Wie war das nochmal? Damals vor Corona?

Von Gesche Javelin | Vorweihnachtszeit 2019 – es ist erst zwei Jahre her, fühlt sich aber an wie ein völlig anderes Leben. Man hat sich persönlich getroffen, einfach so, im realen Leben. Ohne darüber nachzudenken, ob man gleich eine Ordnungswidrigkeit kassiert, weil man sich nicht an die Corona-Regeln hält. Heiserkeit, Schniefnase und Husten hin oder her.
Vor genau zwei Jahren lief ich quatschend mit meinem fünf Freunden durch die Europa-Passage. Wir lachten und freuten uns schon auf den Weihnachtsmarkt, auf den wir geradewegs zusteuerten. Im Vorbeigehen sahen wir einen Ständer mit Hüten – ob die uns wohl stehen würden? Ich blieb stehen, setzte einen besonders opulenten Hut auf und posierte albernd mit meinen Freundinnen, bis wir die Hüte lachend wieder zurücklegten. Ein paar Meter weiter kam mir schon der köstliche Geruch von gebrannten Mandeln und das Gedudel der Weihnachtslieder entgegen.
Voller Vorfreude drängten wir uns in die Menschenmassen. Mir lief schon das Wasser im Mund zusammen. Also schnell zu den gebrannten Mandeln und, nicht zu vergessen, zum Schmalzgebäck.
Nachdem wir die schier endlose Schlange überwunden hatten, kuschelten wir uns dicht aneinander gedrängt in eine Ecke und genossen unsere reichliche Beute. Die Tüten wurden herumgereicht und jeder aß beim Anderen mit, bis wir nicht mehr konnten.
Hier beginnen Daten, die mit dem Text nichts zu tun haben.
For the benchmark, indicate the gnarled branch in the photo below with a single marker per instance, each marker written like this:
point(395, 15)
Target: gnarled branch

Kurz darauf hetzten wir zum Bahnhof, um in letzter Minute in die Bahn zu springen. Schwer atmend quetschen wir uns auf einen Vierer-Sitz. In der Bahn war es brechend voll – die Menschen standen dicht gedrängt beieinander. Kaum zu glauben, dass der Vierer-Platz noch frei war. Um uns herum erfüllten Quatschen und Lachen, Kindergeschrei, Tütenknistern und viel zu laute Kopfhörer-Musik den Waggon.
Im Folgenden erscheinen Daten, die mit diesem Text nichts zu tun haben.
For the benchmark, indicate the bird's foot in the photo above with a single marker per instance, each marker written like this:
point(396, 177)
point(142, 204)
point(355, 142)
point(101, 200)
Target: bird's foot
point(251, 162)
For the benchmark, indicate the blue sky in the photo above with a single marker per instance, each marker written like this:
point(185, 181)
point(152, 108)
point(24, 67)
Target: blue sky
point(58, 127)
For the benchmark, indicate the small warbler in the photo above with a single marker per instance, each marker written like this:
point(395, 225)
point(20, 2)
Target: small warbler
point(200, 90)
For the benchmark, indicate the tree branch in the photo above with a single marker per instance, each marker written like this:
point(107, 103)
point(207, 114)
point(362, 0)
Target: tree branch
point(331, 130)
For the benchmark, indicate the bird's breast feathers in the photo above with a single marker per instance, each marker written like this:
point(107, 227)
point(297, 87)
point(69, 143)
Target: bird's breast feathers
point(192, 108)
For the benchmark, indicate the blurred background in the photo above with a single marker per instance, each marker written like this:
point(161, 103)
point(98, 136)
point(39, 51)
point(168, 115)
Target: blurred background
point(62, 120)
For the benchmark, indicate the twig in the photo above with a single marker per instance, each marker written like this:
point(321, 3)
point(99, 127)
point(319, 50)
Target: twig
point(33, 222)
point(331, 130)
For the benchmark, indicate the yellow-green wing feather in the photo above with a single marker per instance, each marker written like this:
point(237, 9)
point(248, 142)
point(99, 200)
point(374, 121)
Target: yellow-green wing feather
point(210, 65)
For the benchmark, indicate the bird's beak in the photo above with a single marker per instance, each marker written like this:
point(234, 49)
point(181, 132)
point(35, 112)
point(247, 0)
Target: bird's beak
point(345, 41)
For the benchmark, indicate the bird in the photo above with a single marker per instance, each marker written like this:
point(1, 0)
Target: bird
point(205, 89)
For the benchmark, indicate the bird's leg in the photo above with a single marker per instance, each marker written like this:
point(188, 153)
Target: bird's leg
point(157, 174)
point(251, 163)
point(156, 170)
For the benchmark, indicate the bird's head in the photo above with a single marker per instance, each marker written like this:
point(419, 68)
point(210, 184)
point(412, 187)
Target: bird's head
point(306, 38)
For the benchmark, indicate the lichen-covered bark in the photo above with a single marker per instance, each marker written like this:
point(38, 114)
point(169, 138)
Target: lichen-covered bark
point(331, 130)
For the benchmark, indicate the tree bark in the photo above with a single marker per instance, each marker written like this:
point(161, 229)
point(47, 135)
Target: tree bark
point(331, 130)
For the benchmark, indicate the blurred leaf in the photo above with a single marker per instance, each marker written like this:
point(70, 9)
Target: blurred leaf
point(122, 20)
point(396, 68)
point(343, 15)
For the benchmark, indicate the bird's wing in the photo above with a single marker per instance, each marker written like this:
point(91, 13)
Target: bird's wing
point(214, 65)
Heute scheint mir diese Erinnerung völlig fremd. Die Straßen sind zwar immer noch voll, aber von der vorweihnachtlichen Fröhlichkeit und Leichtigkeit ist kaum noch etwas zu spüren. Stattdessen herrschen Abstand, Angst und Masken. In ein Geschäft und auf den Weihnachtsmarkt kommst du nur noch mit QR-Code, der deinen „G-Status“ nachweist. Ach ja, und – fast hätte ich es vergessen – die Maske muss hier natürlich auch getragen werden. Die Dinger kann man sich ja gar nicht mehr wegdenken, auch wenn ich aus gesundheitlichen Gründen selbst keine tragen kann.
Ist das schon das neue „normal“?
Ich beobachte mit Erschrecken, dass es mir immer unbekannter wird, wie mein Leben früher einmal war. Es scheint so fremd, dass ich im ersten Moment richtig verwirrt bin, wenn ich in einem Film Menschen ohne Maske und Abstand im Supermarkt sehe. Freunde wollen sich nicht mehr umarmen, manche nichtmal mehr treffen: Geimpft vs. ungeimpft ist der neuste Trennungsgrund. Derweil heißt der Werbeslogan für Weihnachten 2021: „Weiße Weihnachten auch im Gesicht. Für jeden fünf FFP2 Masken.“
Das Absurde wird normal und das Normale immer absurder. Manchmal frage ich mich, wo das noch enden soll. Wird die Welt irgendwann wieder normaler? Kann ich irgendwann wieder, mit Heiserkeit und einer wetterbedingten Schniefnase durch die Gegend laufen, ohne Angst haben zu müssen, schräg angeguckt oder gemieden zu werden? Ich hoffe es.
Gesche Javelin, im Jahr 2005 geboren, ist froh, wenn sie 2024 die Schule verlassen kann. Träumt davon die Welt zu bereisen, ihren eigenen Reiseblog zu starten und eine bessere und vor allem freiere Zukunftsversion zu erschaffen. Liebt gute Bücher und offenen Diskurs, der leider auch immer mehr zu einem Traum wird. Sammelt Stifte und schreibt gerne über gesellschaftliche Themen, wie zum Beispiel die Schule und den Umgang mit uns Jugendlichen.